Le dossier ne comprend en lui-même aucune pièce permettant de mettre en évidence l’existence de condamnations pénales de sorte que, comme l’a justement retenu le premier juge, la menace à l’ordre public n’est pas caractérisée et que la demande de deuxième prolongation n’est pas justifiée au regard des dispositions de l’alinéa 1 de l’article L742-4 du CESEDA.
Cependant, la préfecture fonde également sa requête sur l’alinéa 3 dudit article soit l’absence de délivrance de documents de voyage par les autorités consulaires saisies.
M. X se disant [B] [F] affirme qu’elle ne justifie pas des diligences intervenues pendant le cours de la deuxième prolongation.
En l’espèce, la préfecture indique seulement avoir saisi les autorités consulaires égyptiennes d’une demande d’identification du retenu et de délivrance d’un laissez-passer consulaire le 30 janvier 2026.
Néanmoins, il ressort du dossier que la préfecture a informé le 29 janvier puis saisi, le 30 janvier 2026, les autorités consulaires égyptiennes d’une demande d’identification et de délivrance d’un laissez-passer consulaire. Ces dernières ont réalisé une audition du retenu le 16 février 2026. Par courriel du 24 février 2026, les autorités consulaires égyptiennes ont indiqué à la préfecture du Var qu’elles ne reconnaissaient pas le retenu mais qu’elles souhaitaient procéder à une nouvelle recherche en demandant la transmission d’informations complémentaires. La préfecture leur a indiqué être à leur disposition pour leur transmettre ces nouvelles informations par courriel du 25 février 2026. Une relance est intervenue le 27 mars 2026.
Partant, et s’agissant de la seule motivation de la requête, sur ce point, la préfecture énonce les éléments lui permettant de soutenir que la demande de troisième prolongation est bien justifiée au regard de l’alinéa 3 de l’article précité, l’absence de délivrance des documents de voyage étant imputable aux autorités consulaires saisies.
Les fins de non-recevoir sont donc écartées et la requête de la préfecture jugée recevable. L’ordonnance frappée d’appel est confirmée de ce chef.
Sur la troisième prolongation, les diligences de la préfecture et les perspectives d’éloignement
Aux termes de l’article L741-3 du CESEDA un étranger ne peut être placé ou maintenu en rétention que pour le temps strictement nécessaire à son départ. L’administration exerce toute diligence à cet effet.

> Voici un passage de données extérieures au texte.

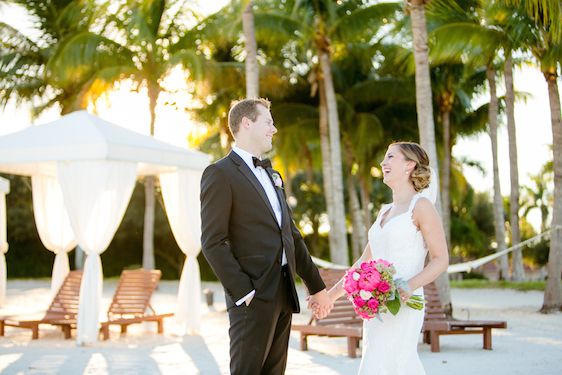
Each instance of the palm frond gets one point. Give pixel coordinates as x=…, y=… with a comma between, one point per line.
x=86, y=53
x=387, y=90
x=464, y=42
x=364, y=23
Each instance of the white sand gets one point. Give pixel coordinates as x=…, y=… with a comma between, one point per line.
x=532, y=344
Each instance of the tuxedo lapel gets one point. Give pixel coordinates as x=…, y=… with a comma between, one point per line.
x=280, y=196
x=245, y=170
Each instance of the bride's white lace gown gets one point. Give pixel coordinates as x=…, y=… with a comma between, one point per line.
x=390, y=346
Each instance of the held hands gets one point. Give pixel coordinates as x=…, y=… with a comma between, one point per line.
x=320, y=304
x=404, y=289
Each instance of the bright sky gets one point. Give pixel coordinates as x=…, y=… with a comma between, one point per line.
x=130, y=110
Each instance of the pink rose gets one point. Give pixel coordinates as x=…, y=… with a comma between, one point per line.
x=384, y=262
x=366, y=266
x=384, y=286
x=350, y=285
x=373, y=304
x=364, y=315
x=359, y=302
x=369, y=280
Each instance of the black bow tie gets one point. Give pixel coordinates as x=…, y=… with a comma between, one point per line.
x=265, y=163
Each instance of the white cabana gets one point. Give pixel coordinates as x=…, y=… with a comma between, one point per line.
x=95, y=164
x=4, y=189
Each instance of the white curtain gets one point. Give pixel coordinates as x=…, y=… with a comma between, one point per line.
x=180, y=192
x=3, y=248
x=53, y=225
x=96, y=195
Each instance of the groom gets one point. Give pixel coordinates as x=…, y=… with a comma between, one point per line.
x=253, y=246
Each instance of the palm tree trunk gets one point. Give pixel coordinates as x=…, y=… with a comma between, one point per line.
x=326, y=165
x=424, y=110
x=553, y=290
x=365, y=202
x=517, y=258
x=358, y=235
x=424, y=105
x=251, y=62
x=446, y=176
x=499, y=223
x=148, y=228
x=339, y=254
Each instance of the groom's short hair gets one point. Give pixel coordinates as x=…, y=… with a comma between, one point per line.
x=244, y=108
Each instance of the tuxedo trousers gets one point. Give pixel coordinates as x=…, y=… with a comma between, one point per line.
x=259, y=333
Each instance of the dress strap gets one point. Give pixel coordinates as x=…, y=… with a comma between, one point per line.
x=413, y=202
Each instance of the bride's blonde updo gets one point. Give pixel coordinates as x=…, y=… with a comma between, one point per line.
x=421, y=174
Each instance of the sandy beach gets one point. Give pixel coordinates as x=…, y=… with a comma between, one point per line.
x=532, y=344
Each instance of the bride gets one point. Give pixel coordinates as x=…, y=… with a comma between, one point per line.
x=404, y=232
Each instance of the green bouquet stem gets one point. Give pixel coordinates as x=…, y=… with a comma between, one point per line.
x=415, y=302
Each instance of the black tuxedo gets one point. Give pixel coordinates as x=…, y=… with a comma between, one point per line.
x=243, y=243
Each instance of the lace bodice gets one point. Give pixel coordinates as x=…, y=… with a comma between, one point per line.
x=399, y=241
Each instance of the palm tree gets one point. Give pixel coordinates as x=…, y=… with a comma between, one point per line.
x=252, y=68
x=474, y=38
x=539, y=195
x=424, y=105
x=26, y=73
x=145, y=42
x=26, y=67
x=546, y=47
x=322, y=26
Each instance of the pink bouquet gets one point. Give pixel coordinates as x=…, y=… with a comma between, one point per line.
x=372, y=289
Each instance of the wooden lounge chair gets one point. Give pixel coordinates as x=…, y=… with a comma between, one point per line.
x=61, y=312
x=437, y=323
x=131, y=301
x=341, y=322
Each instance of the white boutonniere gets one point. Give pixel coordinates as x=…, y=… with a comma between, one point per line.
x=277, y=180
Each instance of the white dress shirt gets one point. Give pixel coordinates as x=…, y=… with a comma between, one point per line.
x=265, y=181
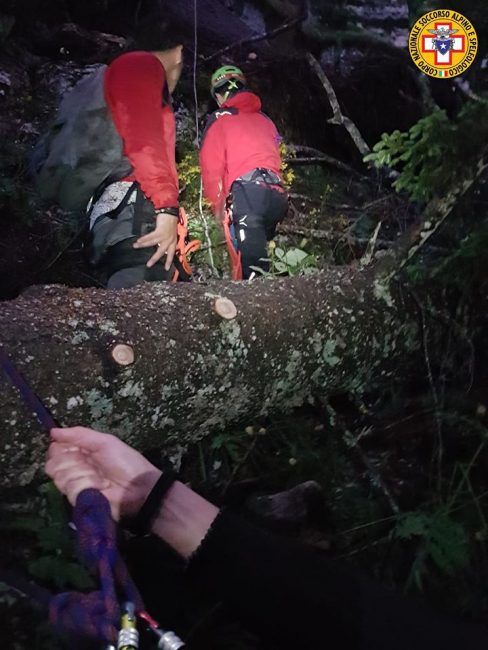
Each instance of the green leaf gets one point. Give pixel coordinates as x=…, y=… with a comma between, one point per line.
x=294, y=256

Aux termes de l’article L742-4 du CESEDA, le magistrat du siège du tribunal judiciaire peut, dans les mêmes conditions qu’à l’article L. 742-1, être à nouveau saisi aux fins de prolongation du maintien en rétention au-delà de trente jours, dans les cas suivants : 1° En cas d’urgence absolue ou de menace pour l’ordre public ; 2° Lorsque l’impossibilité d’exécuter la décision d’éloignement résulte de la perte ou de la destruction des documents de voyage de l’intéressé, de la dissimulation par celui-ci de son identité ou de l’obstruction volontaire faite à son éloignement ; 3° Lorsque la décision d’éloignement n’a pu être exécutée en raison :
a) du défaut de délivrance des documents de voyage par le consulat dont relève l’intéressé ou lorsque la délivrance des documents de voyage est intervenue trop tardivement pour procéder à l’exécution de la décision d’éloignement ;
b) de l’absence de moyens de transport. L’étranger peut être maintenu à disposition de la justice dans les conditions prévues à l’article L. 742-2.
Si le juge ordonne la prolongation de la rétention, celle-ci court à compter de l’expiration de la précédente période de rétention et pour une nouvelle période d’une durée maximale de trente jours. La durée maximale de la rétention n’excède alors pas soixante jours.
La prolongation de la rétention peut être renouvelée une fois, dans les mêmes conditions. La durée maximale de la rétention n’excède alors pas quatre-vingt-dix jours.
Il appartient au juge judiciaire d’apprécier concrètement au regard des données de chaque situation à la date où il statue, si la mesure de rétention et sa poursuite sont justifiées par des perspectives raisonnables de mise à exécution de la mesure d’éloignement, étant précisé que ces perspectives doivent s’entendre comme celles qui peuvent être réalisées dans le délai maximal de rétention soit 90 jours.
Les diligences de l’administration doivent présenter un caractère suffisant.
Comme il l’a été exposé plus haut, la préfecture justifie de diligences constantes depuis le placement en rétention administrative de l’intéressé.
Il est de jurisprudence constante que l’administration, n’ayant aucun pouvoir coercitif sur les autorités consulaires pour les forcer à lui répondre ou accélérer le délai de traitement des demandes d’identification, ne peut être tenue responsable du délai de réponse observé par celles-ci ou de leur absence de réponse, à partir du moment où elles ont été effectivement et valablement saisies, ce qui est le cas en l’espèce.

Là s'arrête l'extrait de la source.